TEXTLINE / TEXT

Line-by-line text file parsing with optional regex pattern matching.

Overview

The TEXTLINE format reads text files line by line, treating each line as a row. You can optionally apply regex patterns with named capture groups to extract structured fields from unstructured text.

Usage

bash

# Basic line-by-line reading
loq -i:TEXTLINE "SELECT * FROM messages.txt"
loq -i:TEXT "SELECT * FROM app.log"

# With regex pattern for structured extraction (library usage)
# Note: Regex patterns are configured programmatically in library mode

Default Schema

When used without a regex pattern, TEXTLINE provides a single column:

Field	Type	Description
Text	STRING	The entire line content

Regex Pattern Mode

When configured with a regex pattern (in library mode), the schema is determined by named capture groups in the pattern. Each named group (?P<name>...) becomes a column.

Example Pattern

rust

// In library code
let mut input = TextLineInput::open("access.log")
    .unwrap()
    .with_pattern(r"(?P<ip>\d+\.\d+\.\d+\.\d+) - - \[(?P<date>[^\]]+)\] \"(?P<request>[^\"]+)\"")
    .unwrap();
// Schema: [ip, date, request]

Features

Basic Mode

Each line becomes one row with a single "Text" column
Empty lines are included
Handles both Unix (\n) and Windows (\r\n) line endings
Simple and fast for line-based processing

Regex Mode

Extract structured fields using named capture groups
Lines that don't match the pattern are skipped
Missing capture groups return NULL values
All extracted fields are returned as strings

Options

Option	Description
`-i:TEXTLINE`	Select TEXTLINE format
`-i:TEXT`	Alias for TEXTLINE

Examples

Basic Line Reading

bash

# Read all lines from a file
loq -i:TEXTLINE "SELECT Text FROM notes.txt"

# Count lines in a file
loq -i:TEXTLINE "SELECT COUNT(*) AS line_count FROM document.txt"

# View first 20 lines
loq -i:TEXTLINE "SELECT Text FROM file.txt LIMIT 20"

Filtering Lines

bash

# Find lines containing ERROR
loq -i:TEXT "SELECT Text FROM app.log WHERE Text LIKE '%ERROR%'"

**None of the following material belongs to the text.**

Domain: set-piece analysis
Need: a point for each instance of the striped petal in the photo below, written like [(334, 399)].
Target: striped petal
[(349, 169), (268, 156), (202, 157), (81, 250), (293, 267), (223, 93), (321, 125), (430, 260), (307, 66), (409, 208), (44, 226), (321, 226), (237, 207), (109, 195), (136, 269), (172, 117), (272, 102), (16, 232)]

# Find lines starting with specific prefix
loq -i:TEXT "SELECT Text FROM log.txt WHERE Text LIKE 'WARNING:%'"

# Count error occurrences
loq -i:TEXT "SELECT COUNT(*) FROM app.log WHERE Text LIKE '%ERROR%'"

String Operations

bash

# Extract parts of lines using SQL functions
loq -i:TEXT "SELECT UPPER(Text) FROM notes.txt"

# Get line length
loq -i:TEXT "SELECT Text, STRLEN(Text) AS length FROM file.txt"

# Extract substrings
loq -i:TEXT "SELECT SUBSTR(Text, 1, 50) AS preview FROM log.txt"

Aggregation

bash

# Group by line patterns
loq -i:TEXT "SELECT 
    CASE 
        WHEN Text LIKE 'ERROR%' THEN 'Error'
        WHEN Text LIKE 'WARN%' THEN 'Warning'
        ELSE 'Info'
    END AS level,
    COUNT(*) AS count
FROM app.log
GROUP BY level"

Multiple Files

bash

# Process multiple log files
loq -i:TEXT "SELECT Text FROM 'logs/*.log' WHERE Text LIKE '%ERROR%'"

# Recursive directory search
loq -i:TEXT -recurse:2 "SELECT Text FROM 'logs/*.txt'"

Output Formats

bash

# Export to JSON
loq -i:TEXT -o:JSON "SELECT Text FROM file.txt WHERE Text LIKE '%important%'"

# Format as table
loq -i:TEXT -o:DATAGRID "SELECT Text FROM notes.txt LIMIT 10"

# Save to SQLite
loq -i:TEXT -o:SQLITE --ofile:output.db "SELECT Text FROM file.txt"

Use Cases

Log Analysis

bash

# Find all error messages
loq -i:TEXT "SELECT Text FROM app.log WHERE Text LIKE '%ERROR%'"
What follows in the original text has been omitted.